Вот уже два месяца Колька думал о себе как о растерянном баране.
А как еще он мог о себе думать? Упрямая злость и растерянность смешались у него внутри. Но если такую вот упрямую злость он знал в себе и раньше, да еще как знал, то растерянность была ему совсем не свойственна и злила его больше, чем сама злость.
Только один раз в своей жизни он был растерян, да что там растерян – он был подавлен тогда, совершенно уничтожен. И не любил вспоминать об этом, даже боялся об этом вспоминать.
А нынешняя его растерянность была особенно некстати. Потому что ночной разговор с Надей и особенно ее решение уехать в Германию, которое тогда, два месяца назад, наутро показалось ему детской фантазией, оказалось абсолютной реальностью.

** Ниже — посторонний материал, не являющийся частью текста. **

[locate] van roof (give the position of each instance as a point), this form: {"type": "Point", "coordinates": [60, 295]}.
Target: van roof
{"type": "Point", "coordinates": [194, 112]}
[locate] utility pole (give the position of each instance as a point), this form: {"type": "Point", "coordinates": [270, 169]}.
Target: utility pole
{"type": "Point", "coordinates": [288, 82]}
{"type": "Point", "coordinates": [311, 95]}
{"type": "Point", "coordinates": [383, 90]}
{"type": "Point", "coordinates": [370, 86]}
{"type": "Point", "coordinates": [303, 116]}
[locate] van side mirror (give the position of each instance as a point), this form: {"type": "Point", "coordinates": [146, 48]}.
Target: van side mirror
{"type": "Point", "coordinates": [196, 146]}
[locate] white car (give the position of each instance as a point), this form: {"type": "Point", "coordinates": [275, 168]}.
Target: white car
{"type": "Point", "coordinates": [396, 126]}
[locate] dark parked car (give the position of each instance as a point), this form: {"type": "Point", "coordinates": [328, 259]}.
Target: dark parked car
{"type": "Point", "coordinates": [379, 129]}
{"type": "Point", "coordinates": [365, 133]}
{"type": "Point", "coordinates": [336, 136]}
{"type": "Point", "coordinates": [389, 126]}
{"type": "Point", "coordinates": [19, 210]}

Тогда же, утром, выяснилось, что Галинка не только съездила уже в Кельн для разговора с директором, но и подала все документы, необходимые для поступления в школу. Когда она успела их собрать, Колька не понимал – ему казалось, документов для такого дела должно потребоваться немыслимое количество. Впрочем, чему удивляться? Его жена ничуть не изменилась за десять лет, которые они прожили вместе. Это он изменился, а она нет.